SPECIES DESCRIPTION
CENTAUREA PUMILIO

Family:- COMPOSITAE/Sect. AEGLALOPHILA

Common Names:- None

Synonyms:- Aegialophila pumilio, Crocodilium pumilio.

Meaning:- Centaurea (Gr) Centaur, Centauros. The centaur Chiron was cured of a
hoof wound with this plant.
                  Pumilio (L) Very small, low, small, dwarf.
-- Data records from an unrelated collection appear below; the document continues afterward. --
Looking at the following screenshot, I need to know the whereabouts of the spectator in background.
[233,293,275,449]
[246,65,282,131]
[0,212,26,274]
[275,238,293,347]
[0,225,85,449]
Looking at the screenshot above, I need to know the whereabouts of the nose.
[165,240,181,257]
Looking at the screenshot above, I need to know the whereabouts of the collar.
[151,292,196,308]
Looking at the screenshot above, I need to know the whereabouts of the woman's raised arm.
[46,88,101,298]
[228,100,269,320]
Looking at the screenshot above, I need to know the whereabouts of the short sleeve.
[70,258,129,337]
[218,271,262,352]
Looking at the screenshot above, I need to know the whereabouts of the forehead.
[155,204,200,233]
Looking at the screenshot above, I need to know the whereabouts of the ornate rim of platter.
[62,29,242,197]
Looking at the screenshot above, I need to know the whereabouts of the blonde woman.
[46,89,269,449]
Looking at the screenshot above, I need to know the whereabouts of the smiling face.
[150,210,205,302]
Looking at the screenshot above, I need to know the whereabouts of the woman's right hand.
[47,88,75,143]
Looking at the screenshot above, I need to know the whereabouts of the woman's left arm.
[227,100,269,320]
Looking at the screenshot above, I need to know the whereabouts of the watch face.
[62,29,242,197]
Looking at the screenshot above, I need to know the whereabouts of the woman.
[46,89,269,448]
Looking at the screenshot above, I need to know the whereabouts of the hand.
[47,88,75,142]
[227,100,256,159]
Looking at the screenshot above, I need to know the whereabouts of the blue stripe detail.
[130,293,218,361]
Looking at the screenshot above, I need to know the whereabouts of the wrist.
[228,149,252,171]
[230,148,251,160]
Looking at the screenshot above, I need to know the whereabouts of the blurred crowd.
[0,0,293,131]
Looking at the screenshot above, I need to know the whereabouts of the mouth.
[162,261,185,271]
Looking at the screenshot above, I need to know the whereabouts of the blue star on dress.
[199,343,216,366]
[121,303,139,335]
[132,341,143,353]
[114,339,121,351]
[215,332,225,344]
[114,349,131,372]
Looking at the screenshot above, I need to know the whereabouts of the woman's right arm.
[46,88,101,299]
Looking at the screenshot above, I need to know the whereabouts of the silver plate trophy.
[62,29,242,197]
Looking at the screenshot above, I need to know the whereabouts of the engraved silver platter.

General description:- Perennial, with thick, cylindrical root tubers and a spar-
ingly branched woody stock.

Stem:-
1) Very short, simple or branched.

Leaves:-
1) In a basal rosette, irregularly lyrate-pinnatifid, grey-tomentose.

Flowers:-
1) Capitula, short-pedunculate, in small clusters.
2) Involucre, c. 20 mm. diam, ovoid.
3) Upper part of middle phyllaries with a broad, scarious, dentate-lacerate border 
    and a weak apical spine 4-9 mm.
4) Florets pink, outer slightly longer than the inner, marginal, widely radiating. 

Fruit:-
1) Achenes 3-4 mm.
2) Pappus 3 times as long as the achene, reddish, outer hairs plumose, innermost
    row subulate setae.

Key features:-
1) Apical spine of appendages 5-9 mm.

Click here for a glossary of terms used.

Habitat:- Sandy and gravelly seashores, local but sometimes gregarious, rarely in
rocky habitats some distance inland, up to 200 m.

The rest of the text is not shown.